I've restarted logstash with debug-level logging in the hope that it shows the issue.... and it seems to have recurred, but without anything useful in the logs.

Think I found the culprit, a web log that was 'JSON' but not proper JSON. When displayed on-screen I get Unicode replacement characters in the URI part of the log.

The raw log, from Nginx, was sent from Filebeat, and contains the following (when viewed in 'less', so the non-text characters are escaped)

"uri": "/theme/META-INF/<C0><AE><C0><AE>/<C0><AE><C0><AE>/<C0><AE><C0><AE>/
<C0><AE><C0><AE>/<C0><AE><C0><AE>/<C0><AE><C0><AE>/<C0><AE><C0><AE>/<C0><AE><C0><AE>/<C0><AE><C0><AE>/<C0><AE><C0><AE>/etc/passwd"

It's a reasonably common path traversal attack that uses Unicode encodings (C0 AE is a '.', so its trying to do a '../../../..' style of thing), and I would not expect Logstash to crash the pipeline because of untrusted user-provided input.
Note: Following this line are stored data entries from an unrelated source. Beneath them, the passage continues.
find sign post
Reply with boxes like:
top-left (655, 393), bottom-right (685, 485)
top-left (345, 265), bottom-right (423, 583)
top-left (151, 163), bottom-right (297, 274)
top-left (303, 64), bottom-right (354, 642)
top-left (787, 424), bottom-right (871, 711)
Note that the byte sequence C0 A0, while valid, is an illegal UTF-8 sequence because it fails the

The log from Nginx is configured with the following (I log a rich set of information):

    # escape=json requires Nginx version 1.11.8 or later
    log_format uoo_logstash_json escape=json
        '{ "@timestamp": "$time_iso8601", '
...
        '"uri": "$uri", '
...
        '}';

See RFC 3629 - UTF-8, a transformation format of ISO 10646 section 10

Implementers of UTF-8 need to consider the security aspects of how
they handle illegal UTF-8 sequences. It is conceivable that in some
circumstances an attacker would be able to exploit an incautious
UTF-8 parser by sending it an octet sequence that is not permitted by
the UTF-8 syntax.

[...] Another example might be a parser which
prohibits the octet sequence 2F 2E 2E 2F ("/../"), yet permits the
illegal octet sequence 2F C0 AE 2E 2F. This last exploit has
actually been used in a widespread virus attacking Web servers in
2001; thus, the security threat is very real.

I think JRuby or Logstash needs to have a look at this, and various feeder systems need to detect this too.... in the meantime, how to harden Logstash against this?

Aha, I'm closer now, and it turns out that it is my fault.

Why? The input that this message came on was a custom Kafka AVRO module, which I forked from another (because of schema registry support). If the same message was read in using, say the 'line' codec, then those characters get replaced with the Unicode replacement character.

This is because of the following code in line.rb

  def register
    require "logstash/util/buftok"
    @buffer = FileWatch::BufferedTokenizer.new(@delimiter)
    @converter = LogStash::Util::Charset.new(@charset)           # THIS LINE
    @converter.logger = @logger
  end

  def decode(data)
    @buffer.extract(data).each { |line| yield LogStash::Event.new(MESSAGE_FIELD => @converter.convert(line)) }  # USED HERE
  end

And in LogStash::Util::Charset we see inside the convert method:

    unless data.valid_encoding?
      return data.inspect[1..-2].tap do |escaped|
        @logger.warn("Received an event that has a different character encoding than you configured.", :text => escaped, :expected_charset => @charset)
      end
    end

'valid_encoding?' is a standard Ruby String method that will return false if a string is not properly encoded.

Aha! So the moral of the story is that if you're a maintainer of any codecs, please ensure that you guard against such encoding errors. It would be useful if that was listed as something to check for in the plugin development docs.

This topic was automatically closed 28 days after the last reply. New replies are no longer allowed.